Now, this doesn’t mean you should go off and drink any kombucha you find lying around. In reality, kombucha continues to ferment the longer it sits, which means the microorganisms in the drink will continue to consume the sugar in the brew. Consequently, the flavours will change as it will become more vinegary the longer it passes its best before date. This generally won’t lead to a drink that is dangerous to consume, but it isn’t something we would recommend a person drink as the kombucha will be extremely sour and bitter. But to answer the question: Does kombucha go bad? The answer is yes, but not in the way you may think.
What about Refrigeration?
Since kombucha is a fermented drink that is packed full of microorganisms, proper storage is essential. According to RISE Kombucha, “If [kombucha] is not refrigerated, the content will become vinegary, continue to ferment and will create more C02.” Much like we discussed above, it is not wise to drink kombucha that over-ferments because it will lead to off-putting flavours and a ruined product.
Moreover, there is also another danger to unrefrigerated kombucha when it continues to fermentation. As the carbon dioxide levels continue to build up, bottles are at risk of exploding suddenly from the build up of the excess gas. You may be enjoying your favourite T.V. show in the living room when your pantry sounds like its being bombarded with artillery. And you’ll be stuck cleaning a sour, vinegary mess. Thus, it’s important to keep your kombucha in the fridge to greatly slow down the fermentation process.

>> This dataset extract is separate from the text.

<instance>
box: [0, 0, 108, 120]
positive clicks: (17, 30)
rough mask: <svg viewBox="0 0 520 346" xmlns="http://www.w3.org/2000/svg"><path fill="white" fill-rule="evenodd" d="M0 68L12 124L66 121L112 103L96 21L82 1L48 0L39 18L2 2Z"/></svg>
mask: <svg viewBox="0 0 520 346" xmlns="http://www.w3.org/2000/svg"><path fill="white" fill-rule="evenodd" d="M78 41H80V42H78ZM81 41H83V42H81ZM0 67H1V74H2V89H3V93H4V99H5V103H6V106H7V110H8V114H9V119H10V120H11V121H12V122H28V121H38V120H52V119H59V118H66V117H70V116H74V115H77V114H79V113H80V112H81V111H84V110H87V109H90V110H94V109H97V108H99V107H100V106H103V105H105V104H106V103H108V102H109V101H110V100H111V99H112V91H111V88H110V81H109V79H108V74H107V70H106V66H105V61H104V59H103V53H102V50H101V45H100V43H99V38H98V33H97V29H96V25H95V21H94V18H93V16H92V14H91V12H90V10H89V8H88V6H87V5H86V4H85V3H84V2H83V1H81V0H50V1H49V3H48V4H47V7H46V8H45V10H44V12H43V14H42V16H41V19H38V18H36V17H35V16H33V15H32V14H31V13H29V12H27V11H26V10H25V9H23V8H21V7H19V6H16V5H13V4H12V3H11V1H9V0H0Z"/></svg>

What if I’m a Home Brewer?
If you brew your own kombucha you have probably wondered does kombucha go bad? and how long it is safe to sit in your fridge? The answer is as long as you like depending on your preferences. Since there are no health risks other than visible mould (the same blue and fuzzy bits you would find on any food) you could drink a bottle of kombucha that is a year old and not be too concerned.
However, in our experience, the kombucha you brew will retain the flavor you desire for at most 2-3 months in the fridge. Longer than that, your kombucha will have fermented out all of the sugar and become quite sour. If vinegar tea is your kind of drink, then you are in luck. Our recommendation is to drink your kombucha quickly and often, fresh is always best. But if you need to keep it longer, rest assured that you are not damaging your body in doing so.
One Important Note
It’s important to note that in our quest to answer the question: does kombucha go bad, we have been assuming that the kombucha has been properly stored. All of this information goes out the window if you’re storing your kombucha in a heated room or in direct sunlight. Under those unfavourable conditions, there’s no telling what kind of funky things will be happening in your brew. So, make sure you store your kombucha in the fridge, or in a dark, cool place at the very least.